Теабран с шумом выдохнул через ноздри, уперев взгляд в носки сапог.

– Хотел бы я, чтобы всё было так просто, Виллем. Если хочешь знать, я уже сто раз пожалел, что взял в заложницы его жену. Думал, что прижал к ногтю обычного князька из захолустья, который будет послушно следовать приказам, а разозлил настоящего отморозка. Ты слышал, что он сделал с отцом, чтобы получить корону Гирифора?

– Слышал.

– Ну и кто он после этого? Ты представляешь, что он может выкинуть, получив то, что желает?

– А что он может выкинуть, этого не получив? Вы же понимаете, что у вас не получится сдерживать его вечно?
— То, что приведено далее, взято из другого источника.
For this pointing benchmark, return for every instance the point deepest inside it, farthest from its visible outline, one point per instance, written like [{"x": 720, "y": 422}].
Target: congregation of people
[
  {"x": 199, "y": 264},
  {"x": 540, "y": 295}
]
– Понимаю, – вздохнул король. – Понимаю. Сегодня я напишу письмо в Ровенну. Хочу узнать у Гастера Болта, что у них там происходит, и попросить его прислать в ответ письмо Меланты. Может быть, для начала этого Влахосу будет достаточно?

– Как знать?

– Только я могу попросить тебя об одном одолжении?

– Разумеется, ваше величество.

– Я знаю, что мама и Улисса проверяют мою почту, поэтому, когда я напишу в Гирифор письмо, отправь его, пожалуйста, с соколом сам. Если мои женщины узнают о записке, то начнут меня пилить, что я пошёл на поводу у Иммеле, а мне это сейчас вообще не надо.

–Ревность матерей к невесткам не такая уж и редкость. Я отправлю ваше письмо, можете не беспокоиться, – заверил короля Виллем.

– Хорошо, – с облегчением вздохнул король. – Ты меня спас. Что же? Теперь самое время пойти помолиться, чтобы жена меня простила за ту сцену у портрета и пустила к себе на ложе.

– Разрешите небольшое замечание, ваше величество?

– Да.

– Бог далеко, а Иммеле всегда рядом с вами. Не проще ли попросить жену о прощении лично, не уповая на милость незримых посредников?

– Моя Иммеле сейчас меня на версту к себе не подпустит, – вздохнул Теабран, прекрасно понимая свою вину. – Боюсь, в этот раз у меня не будет шансов без вмешательства высших сил.

– Иммеле всегда вас прощает, ваше величество.

– Ты сам знаешь, что далеко не всегда.

– Да, прошу прощения, те события… да, – прикусил язык советник, содрогнувшись от воспоминаний о самом страшном дне в семье нового короля, который разделил их жизнь на до и после. Будь он на месте Иммеле, он бы Теабрана тоже никогда не простил, но вслух сэр Виллем сказал другое: – Ужасно. Но именно поэтому вы, ваше величество, должны понимать: она мать, и она всегда будет защищать своих детей от малейшей опасности.

– А разве отец Симоне опасен? – засомневался король. – Он же всего лишь прелат, слуга кардинала, хоть и ушлый карьерист.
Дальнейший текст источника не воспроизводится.